An Iranian state-backed APT group named Peach Sandstorm, also known as APT33, Elfin, and Refined Kitten, executed an extensive cyber-espionage operation over a six-month period, targeting thousands of global entities, according to Microsoft. Their campaign, conducted between February and July 2023, involved password spraying techniques, where attackers attempt to authenticate multiple accounts using common passwords.
While the initial attacks affected numerous organizations across sectors and regions, later phases of the campaign demonstrated increased sophistication, with the threat actors employing advanced cloud-based tactics and procedures. APT33‘s primary interests appear to be in satellite technology, defense, and pharmaceutical sectors, with the ultimate goal of gathering intelligence aligned with Iranian state interests.
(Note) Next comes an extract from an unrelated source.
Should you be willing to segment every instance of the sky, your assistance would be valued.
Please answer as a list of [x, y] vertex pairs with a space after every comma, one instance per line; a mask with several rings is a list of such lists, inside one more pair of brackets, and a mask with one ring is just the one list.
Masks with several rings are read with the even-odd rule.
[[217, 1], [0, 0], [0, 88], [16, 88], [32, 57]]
Microsoft’s report highlighted that during this campaign, some victims had data extracted from their systems. Although the specific types of organizations affected were not disclosed, the APT33 group has shown a particular focus on satellite technology, defense, and pharmaceutical sectors.
The attackers utilized tools like AzureHound and Roadtools to conduct reconnaissance in Microsoft Entra ID environments (formerly Azure Active Directory) and implemented multiple persistence mechanisms, including the use of Azure Arc.
In some instances, the group shifted from password spraying to vulnerability exploitation, targeting remote code execution vulnerabilities in Zoho and Confluence. Additionally, commercial remote monitoring and management tool AnyDesk was deployed to maintain access to certain targets.
Microsoft’s assessment raised concerns about the observed capabilities in this campaign. Peach Sandstorm utilized legitimate credentials obtained through password spray attacks to authenticate to target systems, persist within their environments, and deploy various tools for further activity.
The APT group also created new Azure subscriptions, leveraging this access to conduct additional attacks in other organizations’ environments. The report emphasized the potential adverse impacts, even with initial access, on the confidentiality of a targeted environment.